3. What have you found to be the most effective way to communicate your message as a vegan? For example, humor, passion, images, etc.?

I love to have vegan food at my shows and perform at venues that offer good vegan items on the menu. When I go to music conferences I will bring my own food with me and share it with other musicians. I've written some vegan-themed songs as well, and occasionally I'll play them at shows where I think people would be open to the message. Food and humor work the best in my opinion. One night I was having dinner with two friends who were each eating some kind of BBQ dish. When the food arrived I took one look at their plates and said to them seriously, "You'll be happy to know that I know CPR in case your dinner tries to exact revenge and kill you with a heart attack." 

4. What do you think are the biggest strengths of the vegan movement?

I think the movement has many, many strengths! I know so many smart, talented, and passionate people who are great at talking about all the benefits and the importance of being vegan. There's so much information out there now in the areas of health, the environment, and animal welfare. And of course, the food tastes great. 

5. What do you think are our biggest hindrances to getting the word out effectively?

Vegans need to stop picking on each other. I believe that everyone is doing the best they can at any given time. Being vegan in an omnivore world is hard enough. We need to cut each other some slack and stop comparing who is more vegan. 

6. All of us need a “why vegan” elevator pitch. We’d love to hear yours.

Eating a plant-based diet will improve your health, heal the planet, and save the animals from a lifetime of unnecessary cruelty and death. 

7. Who are the people and what are the books, films, websites and organizations that have had the greatest influence on your veganism and your continuing evolution?

I have been lucky to be surrounded by so many vegans in Chicago! I'm a huge fan of Vegan Street and I love being one of the core members of Chicago VeganMania. For books I always recommend that people read The China Study. I love the movie Forks Over Knives, and I'm super excited about a new movie called Food Choices by Michal Siewierski. I'm also a big fan of the website and have been following that program for over two years. 

8. Burn-out is so common among vegans: what do you do to unwind, recharge and inspire yourself?

Watch movies like Forks Over Knives and other documentaries. I love to cook, be outside in nature, and of course hang out with other vegans! Being part of the core group for Chicago VeganMania is also energizing and inspiring. We have so many great people working on the festival. 
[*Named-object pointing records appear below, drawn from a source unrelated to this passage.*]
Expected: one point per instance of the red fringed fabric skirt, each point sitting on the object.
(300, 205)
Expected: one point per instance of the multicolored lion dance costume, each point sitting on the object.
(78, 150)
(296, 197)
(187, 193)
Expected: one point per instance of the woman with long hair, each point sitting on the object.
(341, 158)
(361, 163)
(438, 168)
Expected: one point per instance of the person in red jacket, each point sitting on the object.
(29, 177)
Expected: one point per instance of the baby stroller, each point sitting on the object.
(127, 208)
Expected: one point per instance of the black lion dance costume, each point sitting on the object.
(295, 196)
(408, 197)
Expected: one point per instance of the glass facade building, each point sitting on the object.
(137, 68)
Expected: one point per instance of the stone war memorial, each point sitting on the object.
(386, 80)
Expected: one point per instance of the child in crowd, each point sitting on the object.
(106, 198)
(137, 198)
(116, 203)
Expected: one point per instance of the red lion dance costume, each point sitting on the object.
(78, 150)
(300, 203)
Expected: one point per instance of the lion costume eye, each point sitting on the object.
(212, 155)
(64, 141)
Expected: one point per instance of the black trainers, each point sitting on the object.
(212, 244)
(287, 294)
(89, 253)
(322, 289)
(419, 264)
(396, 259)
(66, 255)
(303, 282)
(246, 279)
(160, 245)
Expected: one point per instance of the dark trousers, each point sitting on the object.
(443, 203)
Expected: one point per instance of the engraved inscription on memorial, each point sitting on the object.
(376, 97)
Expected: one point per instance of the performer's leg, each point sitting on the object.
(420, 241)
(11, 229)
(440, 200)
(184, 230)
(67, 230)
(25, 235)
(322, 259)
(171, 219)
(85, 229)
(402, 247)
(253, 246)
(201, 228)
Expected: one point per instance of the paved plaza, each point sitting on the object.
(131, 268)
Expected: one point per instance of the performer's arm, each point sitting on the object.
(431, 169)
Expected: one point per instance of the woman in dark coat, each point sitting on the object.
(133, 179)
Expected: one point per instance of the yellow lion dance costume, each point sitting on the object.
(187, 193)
9. What is the issue nearest and dearest to your heart that you would like others to know more about?

Only one? I'm a big fan of supporting local adoption shelters for homeless animals and also pet rescues groups. If someone is looking for a specific breed of a dog, persuade them not to go to a breeder or a pet store, please!! Also, if you can't have a permanent animal companion of your own for whatever the reason, volunteering at a shelter, fostering animals temporarily, and assisting in animal rescues and transfers is a great way to help the cause (and get some furry adoration in return). 

10. Please finish this sentence: “To me, being vegan is...”

…Striving to attain a higher level of consciousness toward other sentient beings and the planet. It's also totally badass to live on and enjoy eating just fruits, vegetables, and whole grains.